Iraqi Kurds OK Abu Dhabi's Taqa plans to pump oil
- Article by: SINAN SALAHEDDIN
- Associated Press
- October 7, 2013 - 11:05 AM
BAGHDAD — Iraq's northern self-ruled Kurdish region has given the green light to a consortium led by a United Arab Emirates state-run energy investment company to pump oil, a statement said Monday, in a latest move shows the Kurds' determination to pursue ambitious oil plans despite central government objections.
Ethnic Kurds and the Arab-led government in Baghdad have been in a long-running dispute over rights to develop natural resources, with each side relying on a different interpretation of the constitution. Baghdad says it is the sole authority to negotiate and award deals, while Kurds argue that the constitution allows them to do so without going through the Federal Oil Ministry.
In its statement, Abu Dhabi National Energy Co., known as Taqa, said it plans to spend more than $300 million in the first phase of a plan to pump about 30,000 barrels a day from the Atrush block by early 2015. The statement added that the second phase, yet to be approved, is expected to add another 30,000 barrels a day.
TAQA and its partners are also evaluating the feasibility of producing associated gas, a by-product of producing oil, for delivery to the domestic market.
The deal, which was signed in 2012, is one of scores the Kurds have signed unilaterally since the 2003 U.S.-led invasion that toppled Saddam Hussein and paved the way for broader Kurdish autonomy.
Taqa, which is majority owned by the oil-rich government of Abu Dhabi though more than a quarter of its shares are available to the public, holds 39.9 percent of the consortium.
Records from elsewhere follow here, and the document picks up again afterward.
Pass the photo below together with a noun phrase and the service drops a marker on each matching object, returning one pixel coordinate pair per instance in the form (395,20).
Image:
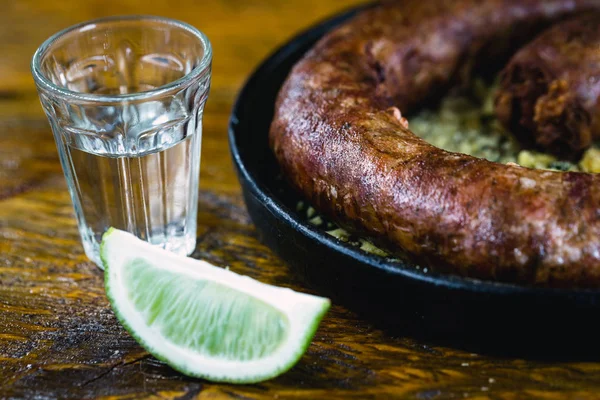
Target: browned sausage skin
(549,91)
(340,142)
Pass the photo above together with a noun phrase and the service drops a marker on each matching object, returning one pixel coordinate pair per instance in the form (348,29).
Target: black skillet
(458,311)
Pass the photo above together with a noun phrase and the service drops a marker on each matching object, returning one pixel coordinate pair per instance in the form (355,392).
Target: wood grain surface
(58,335)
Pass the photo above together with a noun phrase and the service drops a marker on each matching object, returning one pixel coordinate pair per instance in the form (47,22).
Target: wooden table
(58,335)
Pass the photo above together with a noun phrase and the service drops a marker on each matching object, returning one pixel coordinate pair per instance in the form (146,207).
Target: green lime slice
(202,320)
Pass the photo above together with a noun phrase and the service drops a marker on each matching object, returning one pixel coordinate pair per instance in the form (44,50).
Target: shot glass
(125,97)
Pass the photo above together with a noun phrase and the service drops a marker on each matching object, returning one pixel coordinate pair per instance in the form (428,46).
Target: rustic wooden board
(58,336)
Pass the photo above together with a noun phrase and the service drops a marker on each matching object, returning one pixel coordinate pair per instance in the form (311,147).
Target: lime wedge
(202,320)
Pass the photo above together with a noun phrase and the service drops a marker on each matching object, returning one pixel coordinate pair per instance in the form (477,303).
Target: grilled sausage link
(339,139)
(549,91)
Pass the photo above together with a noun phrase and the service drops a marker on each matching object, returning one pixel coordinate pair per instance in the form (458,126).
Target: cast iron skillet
(487,315)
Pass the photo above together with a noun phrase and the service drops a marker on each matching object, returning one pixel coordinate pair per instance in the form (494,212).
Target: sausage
(549,91)
(340,141)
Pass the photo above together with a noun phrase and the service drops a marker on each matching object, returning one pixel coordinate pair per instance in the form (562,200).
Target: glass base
(183,245)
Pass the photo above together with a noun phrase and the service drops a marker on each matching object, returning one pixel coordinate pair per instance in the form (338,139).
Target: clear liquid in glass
(131,151)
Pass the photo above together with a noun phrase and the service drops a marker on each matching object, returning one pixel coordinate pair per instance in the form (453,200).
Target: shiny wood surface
(58,335)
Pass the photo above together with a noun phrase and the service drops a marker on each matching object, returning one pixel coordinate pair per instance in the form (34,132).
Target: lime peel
(229,323)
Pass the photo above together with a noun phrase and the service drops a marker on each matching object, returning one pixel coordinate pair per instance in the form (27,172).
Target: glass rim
(42,81)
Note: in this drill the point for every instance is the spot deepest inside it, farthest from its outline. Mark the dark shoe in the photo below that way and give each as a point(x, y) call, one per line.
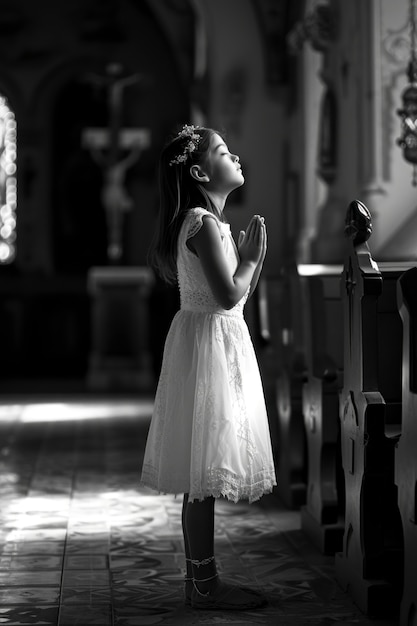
point(227, 597)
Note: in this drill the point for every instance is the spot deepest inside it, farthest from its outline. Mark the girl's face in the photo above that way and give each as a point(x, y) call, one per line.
point(223, 168)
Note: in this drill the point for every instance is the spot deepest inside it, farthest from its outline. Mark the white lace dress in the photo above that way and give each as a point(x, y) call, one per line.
point(209, 433)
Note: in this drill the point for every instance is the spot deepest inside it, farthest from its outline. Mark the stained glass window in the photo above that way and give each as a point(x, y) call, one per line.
point(8, 183)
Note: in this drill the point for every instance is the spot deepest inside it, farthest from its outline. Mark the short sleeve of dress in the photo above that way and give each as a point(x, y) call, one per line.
point(195, 221)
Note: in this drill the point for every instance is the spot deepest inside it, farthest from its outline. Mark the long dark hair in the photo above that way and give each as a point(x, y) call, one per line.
point(178, 193)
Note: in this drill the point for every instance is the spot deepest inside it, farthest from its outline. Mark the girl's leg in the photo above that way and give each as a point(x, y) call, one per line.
point(189, 568)
point(198, 522)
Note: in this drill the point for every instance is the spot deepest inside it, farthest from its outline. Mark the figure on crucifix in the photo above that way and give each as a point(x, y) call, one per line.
point(115, 149)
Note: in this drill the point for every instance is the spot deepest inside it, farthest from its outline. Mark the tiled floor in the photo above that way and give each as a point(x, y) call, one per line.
point(81, 543)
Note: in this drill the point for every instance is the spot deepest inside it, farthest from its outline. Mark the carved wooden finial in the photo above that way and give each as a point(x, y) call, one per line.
point(358, 222)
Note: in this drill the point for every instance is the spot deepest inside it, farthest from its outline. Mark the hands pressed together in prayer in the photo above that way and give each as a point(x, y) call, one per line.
point(252, 243)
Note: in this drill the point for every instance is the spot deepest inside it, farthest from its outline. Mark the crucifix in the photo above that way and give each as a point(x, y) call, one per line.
point(115, 149)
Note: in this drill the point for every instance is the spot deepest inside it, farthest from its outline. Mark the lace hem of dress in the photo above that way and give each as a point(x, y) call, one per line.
point(220, 483)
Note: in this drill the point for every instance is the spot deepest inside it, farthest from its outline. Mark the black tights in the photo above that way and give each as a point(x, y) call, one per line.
point(198, 531)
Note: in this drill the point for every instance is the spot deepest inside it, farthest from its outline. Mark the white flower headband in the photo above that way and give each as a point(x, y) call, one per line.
point(190, 146)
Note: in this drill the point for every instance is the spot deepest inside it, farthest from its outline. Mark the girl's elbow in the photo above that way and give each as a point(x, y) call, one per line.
point(228, 300)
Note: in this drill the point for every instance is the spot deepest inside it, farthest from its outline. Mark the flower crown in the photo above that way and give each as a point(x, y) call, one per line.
point(190, 146)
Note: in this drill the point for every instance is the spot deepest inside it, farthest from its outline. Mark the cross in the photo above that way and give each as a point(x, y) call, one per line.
point(115, 149)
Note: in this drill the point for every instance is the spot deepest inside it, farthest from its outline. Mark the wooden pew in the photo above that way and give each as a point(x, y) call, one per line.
point(369, 566)
point(292, 469)
point(406, 452)
point(322, 516)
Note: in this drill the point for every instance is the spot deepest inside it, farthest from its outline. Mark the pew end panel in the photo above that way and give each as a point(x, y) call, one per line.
point(370, 417)
point(292, 461)
point(322, 516)
point(406, 453)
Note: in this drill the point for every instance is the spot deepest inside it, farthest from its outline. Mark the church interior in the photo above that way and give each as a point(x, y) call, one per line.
point(319, 100)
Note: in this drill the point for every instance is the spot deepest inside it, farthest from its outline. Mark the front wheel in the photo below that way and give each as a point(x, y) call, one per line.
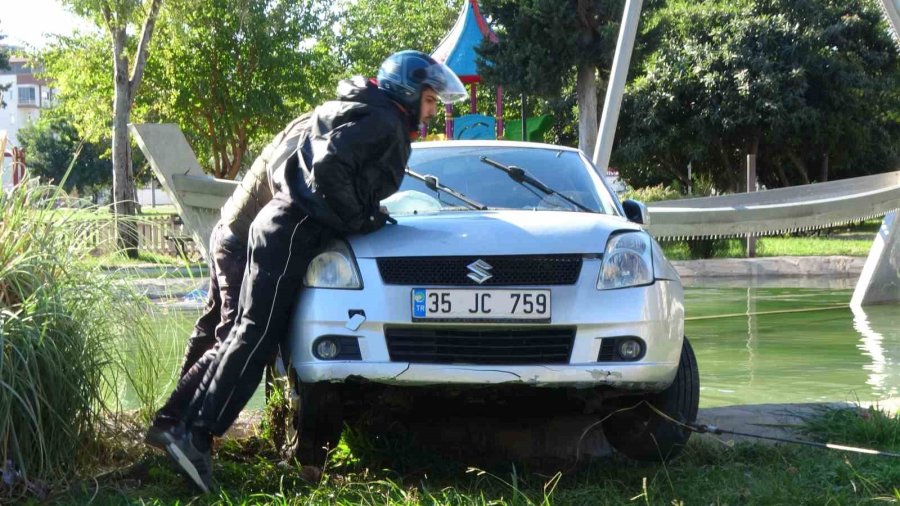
point(306, 418)
point(641, 433)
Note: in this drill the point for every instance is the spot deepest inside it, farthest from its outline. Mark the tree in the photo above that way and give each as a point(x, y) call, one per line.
point(4, 65)
point(545, 43)
point(115, 16)
point(371, 30)
point(78, 66)
point(51, 142)
point(793, 82)
point(231, 71)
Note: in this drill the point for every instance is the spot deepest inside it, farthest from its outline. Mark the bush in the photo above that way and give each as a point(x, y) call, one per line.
point(652, 194)
point(65, 332)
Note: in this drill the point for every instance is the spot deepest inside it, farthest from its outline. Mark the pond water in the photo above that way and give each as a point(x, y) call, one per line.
point(757, 342)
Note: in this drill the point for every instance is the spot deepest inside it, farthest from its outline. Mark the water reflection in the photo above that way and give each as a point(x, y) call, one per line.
point(761, 342)
point(884, 367)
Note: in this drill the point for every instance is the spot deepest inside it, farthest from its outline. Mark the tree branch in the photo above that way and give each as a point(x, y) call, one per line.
point(107, 17)
point(140, 59)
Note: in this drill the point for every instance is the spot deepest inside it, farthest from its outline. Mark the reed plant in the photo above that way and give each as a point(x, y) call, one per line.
point(71, 339)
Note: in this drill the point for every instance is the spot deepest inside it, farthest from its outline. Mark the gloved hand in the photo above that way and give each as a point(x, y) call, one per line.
point(375, 221)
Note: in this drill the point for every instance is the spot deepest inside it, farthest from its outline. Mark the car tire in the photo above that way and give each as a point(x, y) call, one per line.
point(641, 433)
point(308, 422)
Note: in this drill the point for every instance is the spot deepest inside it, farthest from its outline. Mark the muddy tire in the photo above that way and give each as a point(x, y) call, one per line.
point(308, 422)
point(642, 434)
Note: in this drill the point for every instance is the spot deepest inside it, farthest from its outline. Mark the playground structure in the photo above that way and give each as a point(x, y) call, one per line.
point(457, 51)
point(198, 197)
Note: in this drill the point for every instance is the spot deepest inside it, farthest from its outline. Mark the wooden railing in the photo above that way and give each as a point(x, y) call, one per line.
point(164, 235)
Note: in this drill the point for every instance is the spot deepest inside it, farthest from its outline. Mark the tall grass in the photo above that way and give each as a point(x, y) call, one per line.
point(67, 334)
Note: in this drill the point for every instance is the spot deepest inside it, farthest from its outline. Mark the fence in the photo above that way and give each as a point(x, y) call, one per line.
point(164, 235)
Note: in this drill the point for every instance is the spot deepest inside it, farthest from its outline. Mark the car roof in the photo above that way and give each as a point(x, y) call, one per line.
point(490, 144)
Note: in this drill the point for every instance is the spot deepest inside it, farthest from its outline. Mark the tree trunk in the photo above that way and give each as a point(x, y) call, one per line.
point(123, 180)
point(800, 165)
point(586, 89)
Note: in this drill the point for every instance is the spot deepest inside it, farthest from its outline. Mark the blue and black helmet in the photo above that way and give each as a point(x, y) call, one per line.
point(403, 75)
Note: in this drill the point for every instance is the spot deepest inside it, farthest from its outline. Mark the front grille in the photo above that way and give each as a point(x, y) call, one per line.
point(524, 270)
point(423, 345)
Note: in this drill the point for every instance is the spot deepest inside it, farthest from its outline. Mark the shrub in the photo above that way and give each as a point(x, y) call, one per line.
point(65, 332)
point(652, 194)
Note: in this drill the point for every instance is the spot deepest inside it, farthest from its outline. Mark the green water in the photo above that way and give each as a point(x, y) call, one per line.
point(760, 345)
point(755, 344)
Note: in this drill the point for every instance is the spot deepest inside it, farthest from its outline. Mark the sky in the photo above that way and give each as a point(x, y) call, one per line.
point(25, 22)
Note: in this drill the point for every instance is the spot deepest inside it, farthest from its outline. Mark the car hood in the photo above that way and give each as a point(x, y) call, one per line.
point(491, 233)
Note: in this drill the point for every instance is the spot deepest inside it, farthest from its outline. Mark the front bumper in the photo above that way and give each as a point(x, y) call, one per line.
point(655, 313)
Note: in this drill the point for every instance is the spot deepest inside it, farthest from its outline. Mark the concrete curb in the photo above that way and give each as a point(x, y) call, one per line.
point(808, 266)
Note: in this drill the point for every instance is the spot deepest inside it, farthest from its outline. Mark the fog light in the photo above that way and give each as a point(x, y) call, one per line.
point(327, 349)
point(630, 349)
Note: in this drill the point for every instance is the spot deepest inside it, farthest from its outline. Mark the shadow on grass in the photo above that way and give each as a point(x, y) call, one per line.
point(396, 468)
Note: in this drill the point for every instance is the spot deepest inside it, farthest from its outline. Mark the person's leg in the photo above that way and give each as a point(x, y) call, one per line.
point(227, 268)
point(202, 339)
point(282, 243)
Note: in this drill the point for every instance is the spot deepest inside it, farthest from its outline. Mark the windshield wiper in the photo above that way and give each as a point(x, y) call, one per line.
point(519, 175)
point(434, 185)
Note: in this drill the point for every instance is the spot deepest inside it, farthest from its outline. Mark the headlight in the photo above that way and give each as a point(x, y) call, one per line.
point(627, 261)
point(333, 268)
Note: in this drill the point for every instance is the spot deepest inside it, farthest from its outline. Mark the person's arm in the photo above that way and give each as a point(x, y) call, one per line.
point(338, 159)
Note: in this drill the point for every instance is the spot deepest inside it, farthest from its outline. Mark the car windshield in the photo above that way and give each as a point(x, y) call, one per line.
point(461, 169)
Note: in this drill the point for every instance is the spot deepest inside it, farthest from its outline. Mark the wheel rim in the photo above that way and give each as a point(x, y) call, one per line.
point(283, 403)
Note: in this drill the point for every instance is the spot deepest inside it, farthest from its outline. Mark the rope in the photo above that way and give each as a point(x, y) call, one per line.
point(775, 311)
point(712, 429)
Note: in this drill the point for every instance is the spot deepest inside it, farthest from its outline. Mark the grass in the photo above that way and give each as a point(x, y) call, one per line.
point(392, 471)
point(66, 335)
point(775, 246)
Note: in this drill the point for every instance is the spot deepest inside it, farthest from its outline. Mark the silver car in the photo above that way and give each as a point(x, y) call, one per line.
point(513, 272)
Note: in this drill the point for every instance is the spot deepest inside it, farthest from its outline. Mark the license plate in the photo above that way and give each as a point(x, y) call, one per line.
point(467, 304)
ShaMaran Petroleum Corp., a Kurdish oil company, has 20.1 percent, the U.S. Marathon Oil Corp. has a 15 percent share and Kurdistan has the remaining 25 percent.
Kurdish officials claim their region holds 45 billion barrels, though that figure cannot be confirmed independently. They plan to produce one million barrels per day by 2015 and two million barrels per day in 2019.